MiG 25R – Foxbat That Flew Over Islamabad Unchallenged

It is a story of MiG-25R of the Indian Air Force flew deep into Pakistani airspace on a reconnaissance mission, photographed sensitive defence sites and broke the sound barrier, sending a powerful sonic boom to Islamabad.

In the summer of May 1997, a MiG-25 of Indian Air Force entered Pakistani Airspace subsonically at around 65000 ft and photographed strategic installations near Islamabad. Then turned back towards India with the pilot accelerating up to Mach 2 and dropping a large sonic boom as he exited the airspace.

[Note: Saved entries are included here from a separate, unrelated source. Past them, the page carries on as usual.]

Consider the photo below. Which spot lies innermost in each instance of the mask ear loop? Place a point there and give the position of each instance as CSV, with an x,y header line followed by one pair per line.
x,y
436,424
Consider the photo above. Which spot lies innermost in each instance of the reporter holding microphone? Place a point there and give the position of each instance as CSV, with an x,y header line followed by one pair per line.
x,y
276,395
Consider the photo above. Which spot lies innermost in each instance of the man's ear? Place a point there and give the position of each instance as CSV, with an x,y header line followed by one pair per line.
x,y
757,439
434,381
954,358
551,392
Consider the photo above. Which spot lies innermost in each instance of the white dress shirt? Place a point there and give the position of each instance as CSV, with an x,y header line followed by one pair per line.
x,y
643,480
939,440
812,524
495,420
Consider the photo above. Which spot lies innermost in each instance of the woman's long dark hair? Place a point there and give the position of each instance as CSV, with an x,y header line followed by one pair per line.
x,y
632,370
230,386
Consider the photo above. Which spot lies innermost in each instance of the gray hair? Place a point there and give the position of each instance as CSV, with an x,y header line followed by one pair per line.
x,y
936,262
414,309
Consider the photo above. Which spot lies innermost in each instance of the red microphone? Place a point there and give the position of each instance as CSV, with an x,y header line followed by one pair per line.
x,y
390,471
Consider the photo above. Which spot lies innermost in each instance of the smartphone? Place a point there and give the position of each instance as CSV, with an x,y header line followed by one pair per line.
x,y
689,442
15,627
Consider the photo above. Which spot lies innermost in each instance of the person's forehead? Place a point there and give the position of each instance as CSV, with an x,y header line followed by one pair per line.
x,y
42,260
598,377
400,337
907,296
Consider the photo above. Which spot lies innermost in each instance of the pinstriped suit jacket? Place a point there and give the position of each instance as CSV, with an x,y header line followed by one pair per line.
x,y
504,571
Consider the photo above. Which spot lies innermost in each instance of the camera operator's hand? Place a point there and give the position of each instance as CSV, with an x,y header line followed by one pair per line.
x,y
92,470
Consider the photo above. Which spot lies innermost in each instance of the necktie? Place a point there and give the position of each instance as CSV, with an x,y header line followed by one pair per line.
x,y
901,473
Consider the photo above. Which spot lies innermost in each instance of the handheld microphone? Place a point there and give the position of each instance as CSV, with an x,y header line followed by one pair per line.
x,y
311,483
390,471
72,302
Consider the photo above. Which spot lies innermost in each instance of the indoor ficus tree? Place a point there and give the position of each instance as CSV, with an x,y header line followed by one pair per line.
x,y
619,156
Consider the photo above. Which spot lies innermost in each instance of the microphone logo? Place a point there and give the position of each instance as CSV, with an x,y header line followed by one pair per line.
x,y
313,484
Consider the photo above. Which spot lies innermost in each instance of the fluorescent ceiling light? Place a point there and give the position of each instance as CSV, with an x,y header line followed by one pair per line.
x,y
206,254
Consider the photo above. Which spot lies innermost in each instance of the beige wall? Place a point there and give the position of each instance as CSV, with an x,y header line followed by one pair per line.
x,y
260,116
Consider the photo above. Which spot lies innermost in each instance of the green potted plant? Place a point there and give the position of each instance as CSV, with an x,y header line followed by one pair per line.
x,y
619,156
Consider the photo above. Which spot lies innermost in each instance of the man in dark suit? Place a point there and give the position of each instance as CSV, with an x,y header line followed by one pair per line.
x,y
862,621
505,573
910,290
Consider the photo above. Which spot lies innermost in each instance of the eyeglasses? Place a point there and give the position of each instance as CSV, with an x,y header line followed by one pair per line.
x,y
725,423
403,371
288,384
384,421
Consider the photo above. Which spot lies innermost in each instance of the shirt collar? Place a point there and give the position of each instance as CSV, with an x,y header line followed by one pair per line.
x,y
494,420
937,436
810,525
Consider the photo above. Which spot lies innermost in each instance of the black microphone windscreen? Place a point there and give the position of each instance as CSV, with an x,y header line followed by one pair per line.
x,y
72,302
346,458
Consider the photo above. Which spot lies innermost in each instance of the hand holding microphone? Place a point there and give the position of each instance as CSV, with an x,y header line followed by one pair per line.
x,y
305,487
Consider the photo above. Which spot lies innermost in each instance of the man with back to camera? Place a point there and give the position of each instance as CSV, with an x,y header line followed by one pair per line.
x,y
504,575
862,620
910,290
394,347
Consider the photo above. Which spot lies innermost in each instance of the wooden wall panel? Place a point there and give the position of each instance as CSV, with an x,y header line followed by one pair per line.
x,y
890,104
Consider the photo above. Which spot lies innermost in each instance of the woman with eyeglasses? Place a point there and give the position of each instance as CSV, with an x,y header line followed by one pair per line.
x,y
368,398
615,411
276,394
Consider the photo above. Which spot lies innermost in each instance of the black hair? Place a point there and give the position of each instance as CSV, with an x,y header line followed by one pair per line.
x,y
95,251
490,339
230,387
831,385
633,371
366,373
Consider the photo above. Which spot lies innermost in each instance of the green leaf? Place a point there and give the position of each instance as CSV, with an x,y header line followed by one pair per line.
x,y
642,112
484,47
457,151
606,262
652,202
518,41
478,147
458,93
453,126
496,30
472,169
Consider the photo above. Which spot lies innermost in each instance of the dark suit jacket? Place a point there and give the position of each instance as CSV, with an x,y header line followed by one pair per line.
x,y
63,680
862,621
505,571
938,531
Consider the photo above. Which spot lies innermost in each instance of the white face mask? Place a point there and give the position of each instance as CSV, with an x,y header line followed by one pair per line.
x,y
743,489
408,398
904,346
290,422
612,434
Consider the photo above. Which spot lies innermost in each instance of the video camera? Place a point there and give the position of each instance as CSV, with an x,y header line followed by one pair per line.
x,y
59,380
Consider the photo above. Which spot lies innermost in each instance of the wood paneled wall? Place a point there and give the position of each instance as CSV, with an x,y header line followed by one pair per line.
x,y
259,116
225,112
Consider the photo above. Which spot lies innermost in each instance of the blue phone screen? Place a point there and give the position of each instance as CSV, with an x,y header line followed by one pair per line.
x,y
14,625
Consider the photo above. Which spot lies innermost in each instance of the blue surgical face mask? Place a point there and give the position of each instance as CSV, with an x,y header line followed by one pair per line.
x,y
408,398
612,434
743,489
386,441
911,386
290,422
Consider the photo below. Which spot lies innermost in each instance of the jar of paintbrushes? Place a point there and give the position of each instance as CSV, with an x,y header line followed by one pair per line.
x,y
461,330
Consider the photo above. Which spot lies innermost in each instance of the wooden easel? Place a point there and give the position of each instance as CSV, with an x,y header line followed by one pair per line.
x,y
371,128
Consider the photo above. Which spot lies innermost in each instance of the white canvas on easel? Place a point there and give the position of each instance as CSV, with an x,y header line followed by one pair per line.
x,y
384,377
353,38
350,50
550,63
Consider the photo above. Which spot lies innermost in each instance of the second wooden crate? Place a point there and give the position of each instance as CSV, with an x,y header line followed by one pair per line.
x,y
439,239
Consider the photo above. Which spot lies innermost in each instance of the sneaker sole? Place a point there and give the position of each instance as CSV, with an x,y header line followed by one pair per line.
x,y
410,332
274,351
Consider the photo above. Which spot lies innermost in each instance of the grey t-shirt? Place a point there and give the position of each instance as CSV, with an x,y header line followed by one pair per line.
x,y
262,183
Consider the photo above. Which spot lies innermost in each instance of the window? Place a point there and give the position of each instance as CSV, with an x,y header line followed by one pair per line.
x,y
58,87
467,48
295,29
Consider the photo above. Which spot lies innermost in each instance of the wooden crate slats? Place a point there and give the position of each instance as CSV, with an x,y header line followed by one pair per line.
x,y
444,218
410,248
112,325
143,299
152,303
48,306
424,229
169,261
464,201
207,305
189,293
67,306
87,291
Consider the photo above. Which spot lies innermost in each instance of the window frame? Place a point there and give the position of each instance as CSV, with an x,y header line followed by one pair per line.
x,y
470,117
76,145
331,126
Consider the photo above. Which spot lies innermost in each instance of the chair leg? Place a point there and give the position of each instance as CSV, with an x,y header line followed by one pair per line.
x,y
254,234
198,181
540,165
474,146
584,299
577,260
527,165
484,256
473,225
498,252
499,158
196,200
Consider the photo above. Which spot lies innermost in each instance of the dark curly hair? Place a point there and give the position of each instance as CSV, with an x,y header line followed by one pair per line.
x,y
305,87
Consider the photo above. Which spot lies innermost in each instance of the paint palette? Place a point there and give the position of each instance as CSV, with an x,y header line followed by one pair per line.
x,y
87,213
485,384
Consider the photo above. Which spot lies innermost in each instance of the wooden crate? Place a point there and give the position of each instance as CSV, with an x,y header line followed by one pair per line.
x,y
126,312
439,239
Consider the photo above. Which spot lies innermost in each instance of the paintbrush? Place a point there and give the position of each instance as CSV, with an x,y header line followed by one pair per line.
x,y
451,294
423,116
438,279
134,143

A number of Pakistan Air Force F-16A were scrambled but had insufficient time to make an effective intercept. Only the sonic boom and the fact that it was flying at an unusually low level allowed a Pakistani forward operating base to trace the Foxbat and scramble a couple of F-16As from Sargodha air base. Chasing the Foxbat was pointless in fact there was no need to intercept an aircraft flying at 65,000 feet.

In Contrast, F-16 could climb to an altitude of only 50,000 feet.

Indian denied this incident but Pakistan's foreign minister Ayub Khan believed that the Foxbat photographed strategic locations in Islamabad.

But PAF had no aircraft in its inventory which could come close to the cruising height of MiG-25. Flying at the edge of the space, the aircraft was virtually undetectable to Pakistan's radar.

How it was different?

  • MiG-25R was considered as a gas guzzler. In its single mission, it would burn 23000 litres of fuel.
  • The MiG-25R has no defensive armament but it relies on its Mach 3 speed and its high operating ceiling to escape an enemy.
  • It could detect parked aircraft, trains and visualize the condition of bridges and similar structure.
  • Russians pushed the ceiling of the Foxbat to 123000 ft while Indian Air Force was able to push it up to 90000 ft.
  • The MiG-25 was fitted with powerful 1,200 mm cameras that captured photographs even as it flew thrice the speed of sound, at an altitude three times the height of Mount Everest.
  • Its cameras could check on Delhi without leaving Bareilly. This meant that if it flew over Punjab or Kashmir, it could easily check on Pakistan too.
  • Flying above 70,000 ft, the pilot had to don helmets like Russian cosmonauts and skin-tight inners.
  • This aircraft could map a country the size of Pakistan in a single-digit number of missions. (One lakh sq-km in four-five sorties).

The Indian Air Force had eight single-seat MiG-25R for high-speed reconnaissance, and two twin seat MiG-25U for the conversion training for the No. 102 Trisonics Squadron in Bareily.

Despite the fully loaded weight of 40 tonnes, it can fly 50 km per minute, faster than a bullet. At its fastest speed, it can zip faster than missiles. Built using nickel-steel and titanium in heat-critical areas.

Hence it held the world record for the highest altitude at which an aircraft could fly.

It was retired from the service in 2006. This aircraft was a direct competitor of SR-71 Blackbird of USAF.